De eerste paar jaar van m'n leven woonden we op de Herengracht in een prachtig groot en duur huis, maar we moesten, toen ik drie jaar was, naar de Eerste Oosterparkstraat verhuizen. Dat was nogal een tegenstelling. Op de Herengracht kon (en mocht) ik met mij driewielertje rondjes om de tafel rijden. In de Oosterparkstraat was niet eens plaats voor een zitbank. Het huis had een achterkamer, waar je door naar binnen kwam, met het piepkleine uitgebouwde keukentje er aan vast. Er was een alcoof en een redelijk grote voorkamer. Anders dan de meeste andere kinderen in de straat zat ik in een luxepositie. Ik was enig kind en kreeg de grote voorkamer helemaal voor mijzelf alleen, terwijl mijn ouders in de alcoof een onderschuifbed hadden.

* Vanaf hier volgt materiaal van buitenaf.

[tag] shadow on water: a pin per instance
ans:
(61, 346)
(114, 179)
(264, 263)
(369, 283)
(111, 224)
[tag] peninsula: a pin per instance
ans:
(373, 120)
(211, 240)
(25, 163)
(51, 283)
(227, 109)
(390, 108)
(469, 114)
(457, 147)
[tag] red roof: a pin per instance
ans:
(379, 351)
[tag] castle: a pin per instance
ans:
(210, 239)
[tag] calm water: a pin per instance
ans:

Een van de eerste grote angsten in m'n jonge leventje heb ik opgedaan in die straat. Brand was daar een veel voorkomende gebeurtenis en achteraf hoorde je altijd de gruwelijkste verhalen over mensen die niet meer weg hadden kunnen komen. Mijn vader heeft toen een lang, zwaar touw gekocht. Dit lag onder mijn bed en het ene eind zat al aan mijn bed vastgeknoopt. Het touw had om de meter een knoop zodat je niet te snel naar beneden zou glijden.
Touw met knopen onder het bed
Brand kwam veel voor en je hoorde later de gruwelijkste verhalen erover.